The Hodgman Liberal government may look much the same as it did before the election – but behind the scenes, it’s a different story.
While Liberal MHAs Joan Rylah and Nic Street failed to retain their seats, and former frontbencher Matthew Groom resigned six months before polling day, Premier Will Hodgman’s team remains a familiar one.
First-term Denison Liberal and former Hobart Lord Mayor Sue Hickey is the only new face in the government, and you could mount a case that she’s merely a quasi-Liberal following her stunning speakership coup on the first day of the new Parliament.
Hickey’s elevation to the Speaker’s chair left Lyons Liberal MHA Rene Hidding, the longest-serving Liberal in the Parliament, licking his wounds, given the government had nominated him for the role.
It signified a changing of the guard of sorts, with Labor leader Rebecca White and Greens leader Cassy O’Connor – key players in orchestrating the coup – explicitly couching it in terms of a victory for women.
But it’s behind the Executive Building’s closed doors that the most significant change has occurred for the government.
Firstly, the Premier’s former chief of staff Brad Stansfield has moved on, gone to work for federal Finance Minister Mathias Cormann.
Stansfield was the puppet-master during the Hodgman government’s first term.
Once a protege of Tasmanian Liberal Senator and influential party power-broker Eric Abetz, Stansfield’s fingerprints were all over the Premier’s policy agenda.
When news broke that a senior ministerial staffer had used a fake social media account to harass a woman about her views on abortion, that staffer resigned.
Martine Haley’s resignation was followed by a larger staff shake-up.
The Premier said he was confident no other staff had engaged in similar online trolling, but it was nonetheless clear that new blood was needed.
With Stansfield’s departure came fervent speculation about who would succeed him.
The government media unit’s erstwhile enforcer Brad Nowland was promoted to deputy chief of staff to the Premier following the Liberals’ re-election, in what could have been seen as a reward for his contribution to the campaign.
Nowland barely got a chance to warm his seat, however, before he was sent off to work for Treasurer Peter Gutwein after Groom’s former chief of staff Tim Baker got the top job in the Premier’s office.

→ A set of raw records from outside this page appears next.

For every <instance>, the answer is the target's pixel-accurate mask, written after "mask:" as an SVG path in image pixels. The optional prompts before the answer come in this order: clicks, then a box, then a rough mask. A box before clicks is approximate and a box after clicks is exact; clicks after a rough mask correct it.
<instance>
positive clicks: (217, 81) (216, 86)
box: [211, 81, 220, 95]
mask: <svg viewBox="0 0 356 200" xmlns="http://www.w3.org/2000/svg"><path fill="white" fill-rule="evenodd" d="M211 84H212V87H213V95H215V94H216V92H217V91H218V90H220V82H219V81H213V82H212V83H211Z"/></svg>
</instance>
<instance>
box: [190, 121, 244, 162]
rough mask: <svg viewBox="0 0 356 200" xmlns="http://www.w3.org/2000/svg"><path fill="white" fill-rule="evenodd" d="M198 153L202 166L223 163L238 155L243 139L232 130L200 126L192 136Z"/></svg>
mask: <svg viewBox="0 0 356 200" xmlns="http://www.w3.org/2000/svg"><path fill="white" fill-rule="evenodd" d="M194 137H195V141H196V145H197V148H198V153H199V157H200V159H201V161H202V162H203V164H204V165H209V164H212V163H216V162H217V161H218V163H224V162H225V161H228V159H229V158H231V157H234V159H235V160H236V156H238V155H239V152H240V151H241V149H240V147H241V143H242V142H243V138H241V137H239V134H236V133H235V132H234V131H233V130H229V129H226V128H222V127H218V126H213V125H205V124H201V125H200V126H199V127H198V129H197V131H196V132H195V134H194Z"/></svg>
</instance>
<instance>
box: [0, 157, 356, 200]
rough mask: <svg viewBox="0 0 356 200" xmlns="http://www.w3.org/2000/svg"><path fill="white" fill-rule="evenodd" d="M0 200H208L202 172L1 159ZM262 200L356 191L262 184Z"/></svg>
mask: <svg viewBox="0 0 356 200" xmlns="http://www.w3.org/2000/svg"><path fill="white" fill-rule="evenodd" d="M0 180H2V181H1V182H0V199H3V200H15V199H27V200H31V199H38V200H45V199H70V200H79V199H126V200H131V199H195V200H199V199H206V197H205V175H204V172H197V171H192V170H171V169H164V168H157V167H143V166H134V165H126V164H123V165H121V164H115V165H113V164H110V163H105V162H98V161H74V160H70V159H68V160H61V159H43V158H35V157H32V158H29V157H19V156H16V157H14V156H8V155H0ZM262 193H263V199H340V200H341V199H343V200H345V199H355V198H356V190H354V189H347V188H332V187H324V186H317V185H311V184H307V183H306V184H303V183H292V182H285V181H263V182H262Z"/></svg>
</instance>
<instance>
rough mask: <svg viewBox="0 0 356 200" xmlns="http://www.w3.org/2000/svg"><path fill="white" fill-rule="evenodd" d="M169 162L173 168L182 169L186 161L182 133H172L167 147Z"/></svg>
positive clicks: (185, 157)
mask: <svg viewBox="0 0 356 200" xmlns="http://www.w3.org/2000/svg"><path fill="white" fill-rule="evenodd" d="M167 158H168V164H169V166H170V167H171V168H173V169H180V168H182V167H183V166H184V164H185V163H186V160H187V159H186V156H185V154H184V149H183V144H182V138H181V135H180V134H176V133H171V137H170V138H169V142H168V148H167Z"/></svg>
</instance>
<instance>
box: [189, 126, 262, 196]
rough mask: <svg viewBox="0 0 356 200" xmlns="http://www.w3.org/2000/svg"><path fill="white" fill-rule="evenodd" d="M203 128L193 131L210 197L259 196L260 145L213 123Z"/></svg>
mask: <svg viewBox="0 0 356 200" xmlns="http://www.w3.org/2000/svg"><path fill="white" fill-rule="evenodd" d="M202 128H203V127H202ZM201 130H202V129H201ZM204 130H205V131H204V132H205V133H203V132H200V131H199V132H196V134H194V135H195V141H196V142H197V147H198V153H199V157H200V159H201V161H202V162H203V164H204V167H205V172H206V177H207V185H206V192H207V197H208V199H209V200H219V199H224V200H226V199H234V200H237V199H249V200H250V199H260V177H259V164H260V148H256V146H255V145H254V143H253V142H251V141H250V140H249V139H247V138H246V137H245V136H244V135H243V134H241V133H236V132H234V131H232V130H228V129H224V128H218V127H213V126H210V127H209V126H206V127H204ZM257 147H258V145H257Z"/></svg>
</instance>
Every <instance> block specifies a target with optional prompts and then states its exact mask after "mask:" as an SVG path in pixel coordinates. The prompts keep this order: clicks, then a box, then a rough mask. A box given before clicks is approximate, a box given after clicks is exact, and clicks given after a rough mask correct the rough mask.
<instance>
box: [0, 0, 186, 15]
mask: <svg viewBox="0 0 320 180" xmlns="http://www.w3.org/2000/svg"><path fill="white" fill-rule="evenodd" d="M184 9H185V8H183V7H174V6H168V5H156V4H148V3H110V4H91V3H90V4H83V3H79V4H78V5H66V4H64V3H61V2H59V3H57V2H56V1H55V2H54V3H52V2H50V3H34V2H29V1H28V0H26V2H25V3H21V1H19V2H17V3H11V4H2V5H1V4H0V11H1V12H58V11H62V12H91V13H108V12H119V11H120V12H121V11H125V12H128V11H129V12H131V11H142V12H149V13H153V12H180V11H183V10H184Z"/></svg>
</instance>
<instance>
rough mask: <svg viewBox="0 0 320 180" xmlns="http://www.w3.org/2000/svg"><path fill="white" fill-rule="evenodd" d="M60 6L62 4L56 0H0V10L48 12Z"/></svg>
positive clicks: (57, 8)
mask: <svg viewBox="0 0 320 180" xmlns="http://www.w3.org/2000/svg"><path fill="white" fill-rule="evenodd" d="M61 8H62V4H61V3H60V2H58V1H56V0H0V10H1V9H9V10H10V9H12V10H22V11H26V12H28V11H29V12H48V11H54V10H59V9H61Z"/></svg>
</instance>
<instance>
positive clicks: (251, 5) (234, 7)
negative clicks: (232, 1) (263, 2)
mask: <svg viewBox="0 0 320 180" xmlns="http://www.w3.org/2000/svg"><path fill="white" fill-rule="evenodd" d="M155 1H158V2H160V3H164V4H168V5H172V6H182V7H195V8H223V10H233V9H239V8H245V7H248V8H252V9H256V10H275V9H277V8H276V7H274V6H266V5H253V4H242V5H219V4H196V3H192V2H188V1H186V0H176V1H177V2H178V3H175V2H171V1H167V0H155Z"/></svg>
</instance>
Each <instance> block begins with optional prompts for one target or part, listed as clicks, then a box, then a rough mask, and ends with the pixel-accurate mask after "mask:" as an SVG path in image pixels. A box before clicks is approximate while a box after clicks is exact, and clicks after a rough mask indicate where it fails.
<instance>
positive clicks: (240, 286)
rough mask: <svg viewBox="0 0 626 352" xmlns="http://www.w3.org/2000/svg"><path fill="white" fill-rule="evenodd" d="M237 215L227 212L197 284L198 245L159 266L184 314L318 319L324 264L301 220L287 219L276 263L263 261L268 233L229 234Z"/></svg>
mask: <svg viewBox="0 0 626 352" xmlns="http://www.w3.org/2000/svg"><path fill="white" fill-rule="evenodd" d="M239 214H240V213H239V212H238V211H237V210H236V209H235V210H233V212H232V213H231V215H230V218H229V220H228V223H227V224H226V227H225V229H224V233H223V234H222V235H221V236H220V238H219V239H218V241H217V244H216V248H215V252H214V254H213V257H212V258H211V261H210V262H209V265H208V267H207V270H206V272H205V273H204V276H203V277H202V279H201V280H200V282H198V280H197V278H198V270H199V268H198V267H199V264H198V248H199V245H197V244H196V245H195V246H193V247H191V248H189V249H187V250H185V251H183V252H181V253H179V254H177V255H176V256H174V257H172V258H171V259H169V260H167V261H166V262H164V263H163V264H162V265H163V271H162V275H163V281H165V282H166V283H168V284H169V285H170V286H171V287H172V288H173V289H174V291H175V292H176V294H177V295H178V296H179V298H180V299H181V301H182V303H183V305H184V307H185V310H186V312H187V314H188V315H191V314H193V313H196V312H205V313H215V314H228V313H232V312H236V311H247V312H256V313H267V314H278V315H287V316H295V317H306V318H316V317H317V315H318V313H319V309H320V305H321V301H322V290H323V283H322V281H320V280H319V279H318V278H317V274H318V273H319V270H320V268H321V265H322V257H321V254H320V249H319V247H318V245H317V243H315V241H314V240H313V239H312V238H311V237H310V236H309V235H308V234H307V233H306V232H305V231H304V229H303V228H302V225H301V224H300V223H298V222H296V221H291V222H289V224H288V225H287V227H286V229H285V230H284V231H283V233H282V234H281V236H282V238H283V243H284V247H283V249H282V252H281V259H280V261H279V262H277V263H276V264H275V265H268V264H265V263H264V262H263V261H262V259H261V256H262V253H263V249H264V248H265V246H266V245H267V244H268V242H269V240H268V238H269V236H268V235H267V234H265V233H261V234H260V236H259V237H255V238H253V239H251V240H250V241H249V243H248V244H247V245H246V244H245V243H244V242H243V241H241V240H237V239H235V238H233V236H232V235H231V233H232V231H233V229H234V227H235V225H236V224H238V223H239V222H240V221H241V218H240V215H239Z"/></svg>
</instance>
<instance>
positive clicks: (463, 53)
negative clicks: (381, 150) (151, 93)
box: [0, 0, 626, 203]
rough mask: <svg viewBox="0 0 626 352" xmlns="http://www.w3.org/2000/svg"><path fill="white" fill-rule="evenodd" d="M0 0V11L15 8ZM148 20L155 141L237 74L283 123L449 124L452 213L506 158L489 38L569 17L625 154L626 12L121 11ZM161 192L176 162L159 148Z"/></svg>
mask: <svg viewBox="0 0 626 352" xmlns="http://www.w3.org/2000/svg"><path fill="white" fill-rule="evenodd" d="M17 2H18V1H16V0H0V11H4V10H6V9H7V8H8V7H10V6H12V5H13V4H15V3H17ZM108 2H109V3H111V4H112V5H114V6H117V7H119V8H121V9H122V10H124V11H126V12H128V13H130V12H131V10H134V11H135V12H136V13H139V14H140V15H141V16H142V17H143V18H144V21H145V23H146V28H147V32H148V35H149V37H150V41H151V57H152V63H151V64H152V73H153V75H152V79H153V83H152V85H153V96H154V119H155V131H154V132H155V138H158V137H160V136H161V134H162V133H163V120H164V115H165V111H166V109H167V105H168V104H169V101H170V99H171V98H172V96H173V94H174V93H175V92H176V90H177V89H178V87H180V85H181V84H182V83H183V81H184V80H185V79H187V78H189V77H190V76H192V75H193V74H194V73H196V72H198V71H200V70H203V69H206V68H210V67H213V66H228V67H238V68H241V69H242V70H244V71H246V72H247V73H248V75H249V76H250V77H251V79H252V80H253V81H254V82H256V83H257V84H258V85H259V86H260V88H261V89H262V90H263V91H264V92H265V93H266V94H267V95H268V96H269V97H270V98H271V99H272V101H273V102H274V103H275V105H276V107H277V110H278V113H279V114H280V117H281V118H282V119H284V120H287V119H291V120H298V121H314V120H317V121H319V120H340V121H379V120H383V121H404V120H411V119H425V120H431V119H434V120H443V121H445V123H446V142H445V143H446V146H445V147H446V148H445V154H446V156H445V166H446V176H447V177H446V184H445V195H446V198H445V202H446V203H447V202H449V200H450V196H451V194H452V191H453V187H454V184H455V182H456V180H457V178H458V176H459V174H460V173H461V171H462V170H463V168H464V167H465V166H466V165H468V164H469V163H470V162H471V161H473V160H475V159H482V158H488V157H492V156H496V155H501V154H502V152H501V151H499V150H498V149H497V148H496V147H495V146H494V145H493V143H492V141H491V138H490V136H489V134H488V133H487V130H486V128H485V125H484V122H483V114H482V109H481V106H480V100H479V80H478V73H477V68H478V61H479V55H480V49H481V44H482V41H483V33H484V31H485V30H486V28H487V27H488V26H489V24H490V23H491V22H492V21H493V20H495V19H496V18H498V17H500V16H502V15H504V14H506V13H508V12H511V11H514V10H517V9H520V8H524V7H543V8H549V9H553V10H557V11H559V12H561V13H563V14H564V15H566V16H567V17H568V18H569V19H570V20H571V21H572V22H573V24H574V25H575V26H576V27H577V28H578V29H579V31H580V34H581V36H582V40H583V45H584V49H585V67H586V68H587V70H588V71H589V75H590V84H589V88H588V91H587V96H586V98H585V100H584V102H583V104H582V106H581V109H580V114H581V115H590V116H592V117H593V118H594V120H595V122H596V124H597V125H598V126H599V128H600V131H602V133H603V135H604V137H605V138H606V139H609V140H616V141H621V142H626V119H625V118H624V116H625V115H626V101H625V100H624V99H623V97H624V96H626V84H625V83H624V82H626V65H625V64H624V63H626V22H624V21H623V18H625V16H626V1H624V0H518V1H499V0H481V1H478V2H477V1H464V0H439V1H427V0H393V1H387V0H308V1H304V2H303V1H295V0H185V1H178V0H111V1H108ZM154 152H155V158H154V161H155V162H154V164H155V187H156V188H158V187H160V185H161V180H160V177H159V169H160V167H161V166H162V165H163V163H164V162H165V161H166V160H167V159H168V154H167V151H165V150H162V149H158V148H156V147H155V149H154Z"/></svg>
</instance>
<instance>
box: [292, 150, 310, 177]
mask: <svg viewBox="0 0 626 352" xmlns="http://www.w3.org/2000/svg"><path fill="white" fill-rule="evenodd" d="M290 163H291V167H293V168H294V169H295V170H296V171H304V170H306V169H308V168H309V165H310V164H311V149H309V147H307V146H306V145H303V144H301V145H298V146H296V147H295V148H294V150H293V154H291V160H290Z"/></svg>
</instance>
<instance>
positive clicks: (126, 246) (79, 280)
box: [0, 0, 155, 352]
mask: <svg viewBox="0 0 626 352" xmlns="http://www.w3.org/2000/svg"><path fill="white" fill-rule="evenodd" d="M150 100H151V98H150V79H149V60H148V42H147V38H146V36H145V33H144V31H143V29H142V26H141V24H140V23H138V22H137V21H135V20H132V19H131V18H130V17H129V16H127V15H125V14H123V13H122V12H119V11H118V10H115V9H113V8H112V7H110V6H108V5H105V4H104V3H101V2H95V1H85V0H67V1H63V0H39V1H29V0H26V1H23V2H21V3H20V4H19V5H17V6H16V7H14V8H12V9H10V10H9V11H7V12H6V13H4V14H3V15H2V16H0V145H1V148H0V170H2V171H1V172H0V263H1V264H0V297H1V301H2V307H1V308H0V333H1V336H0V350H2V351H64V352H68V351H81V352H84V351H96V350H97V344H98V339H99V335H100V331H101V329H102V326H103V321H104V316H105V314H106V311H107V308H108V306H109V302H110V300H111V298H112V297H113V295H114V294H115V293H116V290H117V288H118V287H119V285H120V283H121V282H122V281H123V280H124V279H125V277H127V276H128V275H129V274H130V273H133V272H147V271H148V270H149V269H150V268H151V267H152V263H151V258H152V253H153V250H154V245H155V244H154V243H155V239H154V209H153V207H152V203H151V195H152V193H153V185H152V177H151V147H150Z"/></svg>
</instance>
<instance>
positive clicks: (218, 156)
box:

Baker is a polarising figure within the public service and, if he had anything to do with moving Nowland to Treasury, it may have been because he saw him as a kind of Stansfield plant.
Through his connection to Senator Abetz, Stansfield had direct ties to the right-wing of the Liberal Party in Tasmania.
And it’s sometimes claimed the conservative elements of the party have a stranglehold on the state executive.
Baker’s perceived allegiances are less clear, though.
The media unit is also an entirely different beast now, with a litany of fresh faces.
Young former journalists, an ex-adviser to federal Employment Minister Michaelia Cash and a former head of communications at Tasmania Police make up the more notable additions to the team.
It’s too early to guess the impact all these changes could have on the policy-making and strategy of the government.
But just because we can’t always see ripples on the surface, doesn’t mean there hasn’t been a seismic shift in the deep.